After an obscure single failed to chart, the group eventually changed styles and members when psychedelic rock became all the rage, with only Whitten, Talbot, and Ralph Molina remaining, they also picked up instruments (Whitten on guitar, Talbot on bass, and Molina on drums). Changing the band's name to the Rockets, the trio enlisted members George and Leon Whitsell (both guitarists), and to give its sound an original twist, electric violinist Bobby Notkoff. The Rockets issued a lone, underappreciated self-titled debut in 1968, which came and went with little fanfare. But the band did make a fan out of Buffalo Springfield member Neil Young, who had jammed with the group on-stage while they were performing an extended residency at the famed Whisky A Go-Go on the Sunset Strip.

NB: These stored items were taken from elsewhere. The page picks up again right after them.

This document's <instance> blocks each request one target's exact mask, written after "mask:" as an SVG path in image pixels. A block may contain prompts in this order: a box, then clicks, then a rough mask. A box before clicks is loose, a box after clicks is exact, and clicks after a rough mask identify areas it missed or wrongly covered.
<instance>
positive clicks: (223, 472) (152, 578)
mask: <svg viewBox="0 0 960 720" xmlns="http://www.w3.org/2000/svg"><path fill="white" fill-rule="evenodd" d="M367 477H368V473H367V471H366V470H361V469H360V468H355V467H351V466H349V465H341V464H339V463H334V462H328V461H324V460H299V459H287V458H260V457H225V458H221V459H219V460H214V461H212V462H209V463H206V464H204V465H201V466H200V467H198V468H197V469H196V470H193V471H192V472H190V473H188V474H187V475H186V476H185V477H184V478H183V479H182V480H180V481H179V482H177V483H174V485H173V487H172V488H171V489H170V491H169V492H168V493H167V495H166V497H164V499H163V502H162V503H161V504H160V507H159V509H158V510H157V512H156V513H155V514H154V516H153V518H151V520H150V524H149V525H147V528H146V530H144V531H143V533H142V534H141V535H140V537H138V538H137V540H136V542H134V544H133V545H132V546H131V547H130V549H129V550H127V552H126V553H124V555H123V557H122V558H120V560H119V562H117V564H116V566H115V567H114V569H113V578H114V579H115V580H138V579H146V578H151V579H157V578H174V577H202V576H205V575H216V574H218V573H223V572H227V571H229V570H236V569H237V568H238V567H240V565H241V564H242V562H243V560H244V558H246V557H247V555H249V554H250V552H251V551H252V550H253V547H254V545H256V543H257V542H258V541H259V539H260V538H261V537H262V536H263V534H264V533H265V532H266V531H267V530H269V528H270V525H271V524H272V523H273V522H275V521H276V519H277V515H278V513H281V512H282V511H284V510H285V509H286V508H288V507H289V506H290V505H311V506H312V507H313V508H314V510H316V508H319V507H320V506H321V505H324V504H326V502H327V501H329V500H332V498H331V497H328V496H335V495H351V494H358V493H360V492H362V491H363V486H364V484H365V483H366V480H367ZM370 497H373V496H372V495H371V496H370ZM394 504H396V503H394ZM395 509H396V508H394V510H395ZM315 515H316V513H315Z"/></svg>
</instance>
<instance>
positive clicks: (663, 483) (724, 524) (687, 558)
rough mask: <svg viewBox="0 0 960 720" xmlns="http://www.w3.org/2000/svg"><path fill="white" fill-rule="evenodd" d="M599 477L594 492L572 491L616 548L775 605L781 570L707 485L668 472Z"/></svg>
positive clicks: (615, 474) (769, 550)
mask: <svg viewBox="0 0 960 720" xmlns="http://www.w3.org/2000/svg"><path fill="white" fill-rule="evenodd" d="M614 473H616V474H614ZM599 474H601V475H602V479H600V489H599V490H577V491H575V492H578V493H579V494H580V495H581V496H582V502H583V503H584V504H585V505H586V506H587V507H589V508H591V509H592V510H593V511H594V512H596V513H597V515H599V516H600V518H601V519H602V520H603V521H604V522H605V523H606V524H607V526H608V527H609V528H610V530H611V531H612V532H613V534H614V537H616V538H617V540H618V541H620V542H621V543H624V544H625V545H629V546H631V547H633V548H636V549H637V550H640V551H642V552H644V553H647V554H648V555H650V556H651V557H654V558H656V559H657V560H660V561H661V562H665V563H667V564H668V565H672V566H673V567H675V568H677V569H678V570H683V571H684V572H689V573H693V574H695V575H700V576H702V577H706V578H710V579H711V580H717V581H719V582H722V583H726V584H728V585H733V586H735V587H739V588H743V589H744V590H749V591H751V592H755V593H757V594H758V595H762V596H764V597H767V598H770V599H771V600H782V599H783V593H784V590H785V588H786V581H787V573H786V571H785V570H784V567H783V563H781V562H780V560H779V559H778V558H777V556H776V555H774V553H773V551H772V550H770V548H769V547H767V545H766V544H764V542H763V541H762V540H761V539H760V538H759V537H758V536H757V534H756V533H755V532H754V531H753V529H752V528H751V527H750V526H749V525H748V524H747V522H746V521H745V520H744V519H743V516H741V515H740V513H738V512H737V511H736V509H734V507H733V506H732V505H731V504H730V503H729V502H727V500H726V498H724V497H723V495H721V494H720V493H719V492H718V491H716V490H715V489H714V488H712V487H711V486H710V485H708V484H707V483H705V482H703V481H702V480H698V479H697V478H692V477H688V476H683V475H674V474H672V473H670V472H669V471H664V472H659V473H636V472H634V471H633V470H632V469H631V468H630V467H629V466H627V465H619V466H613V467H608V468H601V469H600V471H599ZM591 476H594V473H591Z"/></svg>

After Young had split from Springfield and issued a solo debut, he wanted to assemble a raw and rocking band for a set of new tunes he'd penned for his second solo album so he invited the trio of Whitten, Talbot, and Molina to play on it. They accepted, which brought the end of the Rockets and the birth of Neil Young & Crazy Horse. The resulting album, 1969's Everybody Knows This Is Nowhere, not only remains one of Young's best albums, but one of rock's all-time classics, spawning such radio staples as "Cinnamon Girl" and the jamfests "Down by the River" and "Cowgirl in the Sand" -- the latter two tracks showing that Young had found a perfect guitar foil in Whitten. The new group toured to enthusiastic audiences (Young thought of the group as his "Rolling Stones," while another group he was in at the same time, Crosby, Stills, Nash & Young, as his "Beatles") as Crazy Horse contributed to Young's next album, 1970's classic After the Goldrush (which included another Whitten/Young guitar duel in "Southern Man").
Crazy Horse signed a record deal with Reprise Records around this time, issuing a self-titled debut in 1971 (adding extra members Nils Lofgren on guitar and Jack Nitzsche on piano). Although the album failed to match the commercial success of their work with Young, it received favorable reviews -- especially the Whitten-penned and sung ballad "I Don't Want to Talk About It." But instead of enjoying his newly found success, Whitten sank further and further into heroin addiction -- leading to his dismissal from Crazy Horse shortly after the debut's release (the group would carry on with replacement members), and serving as the inspiration for Young's classic "The Needle and the Damage Done." With Whitten growing dangerously more out of control now that he had no musical outlet, his old friend Young invited him to play guitar as part of a group he was assembling to tour arenas in late 1973, figuring it may finally help Whitten set his life straight. The only prerequisite Young asked from Whitten was that he be completely drug-free, which Whitten accomplished by replacing heroin with another vice -- alcohol. When Whitten proved to barely be able to play, he was sent back home.
The same night he was fired, November 18, 1972, and given 50 dollars for a plane ticket to fly back home, he was found dead from a drug overdose at the age of 29 (Molina would later admit that in addition to his drug problems, Whitten was also distraught over his mother's then-recent death). Whitten's death would later serve as the basis for one of Young's darkest songs (and albums), "Tonight's the Night," while Young would eventually reunite with Crazy Horse, and new member Frank "Poncho" Sampedro taking Whitten's place in the group. Whitten's death remains a sad waste of talent as artists like Rod Stewart, Rita Coolidge, Everything but the Girl, and Nils Lofgren have covered his aforementioned ballad "I Don't Want to Talk About It" over the years. Whitten was also discussed (albeit briefly) in the 1997 Neil Young & Crazy Horse documentary Year of the Horse.